Из крестьянских сел, деревень, и городов, с котомками, в которых лежали харчи на шесть суток, собирались на рудник всевозможные люди. Были тут и старатели, которым не пофартило, и крестьяне, у которых почему-либо не уродился или пропал хлеб, были кулаки, желающие избежать государственного обложения, были уволенные с заводов и просто пьяницы-бродяги. Они себя так и называли — котомошники. Те, у кого были лошади, приезжали с семьями на своих таратайках. Те, у кого лошадей не было, присоединялись к приятелю, имеющему тягло. Так составлялись артели. В артели было человек десять — двенадцать. И все почти — из земляков. И только артель Ивана Мысова была сборная, в нее входили самые отъявленные проходимцы и дебоширы. Сам Мысов, огромный рыжебородый мужик, пришел с Туринских рудников. Почему он ушел оттуда, Мысов скрывал, и видно было, что к этому были основательные причины. Среди артельщиков Мысов сумел занять особое положение.
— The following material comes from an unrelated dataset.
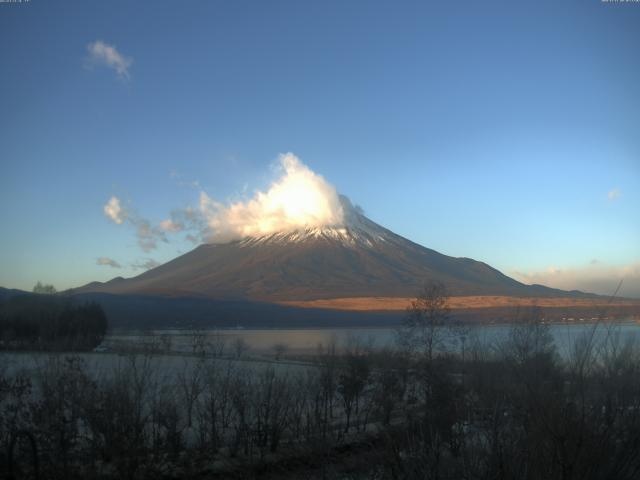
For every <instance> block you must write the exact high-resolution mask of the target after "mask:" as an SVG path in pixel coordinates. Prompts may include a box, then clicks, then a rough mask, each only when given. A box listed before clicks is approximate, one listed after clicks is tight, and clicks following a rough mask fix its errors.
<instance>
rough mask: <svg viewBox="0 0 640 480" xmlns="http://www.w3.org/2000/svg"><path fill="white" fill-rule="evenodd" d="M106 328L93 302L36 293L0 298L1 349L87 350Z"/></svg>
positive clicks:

По сути дела, на руднике не было фигуры более значительной, чем он. Сам Мысов почти не работал, члены его артели работали и за себя, и за него и зарабатывали лучше всех на руднике. Об этом Мысов умел позаботиться.

Ванька Коровин и Шатунов сидели на ступеньках и грелись на солнце. Заведующий все еще спал. Шатунов молчал. Ванька не прочь был бы расспросить, какая работа может им попасться, но стеснялся.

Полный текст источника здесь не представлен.